Omega-3 polyunsaturated fatty acids are essential and essential for humans. Since these substances belong to the class of essential lipids and are practically not produced in the body, they must be constantly present in the diet of adults and children.
Due to the peculiarities of the structure of the molecule, during any processing, it is either transformed into a more stable omega 6, or takes on the complete formula of a polyunsaturated acid. As a result, there are very few such acids in natural food. The human body is able to secrete omega-3 itself from the completed adipose tissue molecule by fermenting it with lipase, but this only covers the minimum needs of basal metabolism. It is for this reason that the overwhelming majority of the world's population suffers from a lack of omega-3 polyunsaturated acids.
Omega-3 species
The most important omega-3s are three acids, each of which has specific functions:
- Eicosapentaenoic acid (EPA) - of animal origin, activates the restoration of cell membranes, optimizes the transport of fats in the blood, increases the functions of the immune system, and improves absorption processes in the gastrointestinal tract.
- Alpha-linolenic acid (ALA) - plant-based, helps to normalize blood pressure and maintain optimal blood cholesterol levels. It is also indispensable in stressful situations, dry skin, alopecia, and splitting of nails. ALA is a building block for the formation of other omega-3 fatty acids.
- Docosahexaenoic acid (DHA) is of animal origin, a component of the gray matter of the brain, cell membranes, retina and male genital organs. In addition, DHA is an indispensable substance for the normal formation and development of the fetal nervous system (source - Wikipedia).

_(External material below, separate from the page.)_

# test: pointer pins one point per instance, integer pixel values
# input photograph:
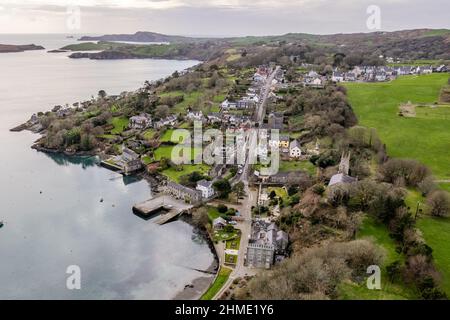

Interesting fact: Having learned that omega-3 polyunsaturated acids are found in olive and linseed oil, many seek to replace the classic sunflower oil with them. However, few people know that under the influence of improper storage (lack of UV protection) and heat treatment, any polyunsaturated acids are transformed into their complete form, which is practically not absorbed by our body, but is broken down into pure energy and instantly locked under the skin under the influence of the insulin reaction.
For all its deficiencies in omega-3, polyunsaturated acid, as well as the more rare form in the form of omega-9, play a critical role in metabolism. In particular, they complement the effects of omega-6 fats on the body and stabilize cholesterol reactions.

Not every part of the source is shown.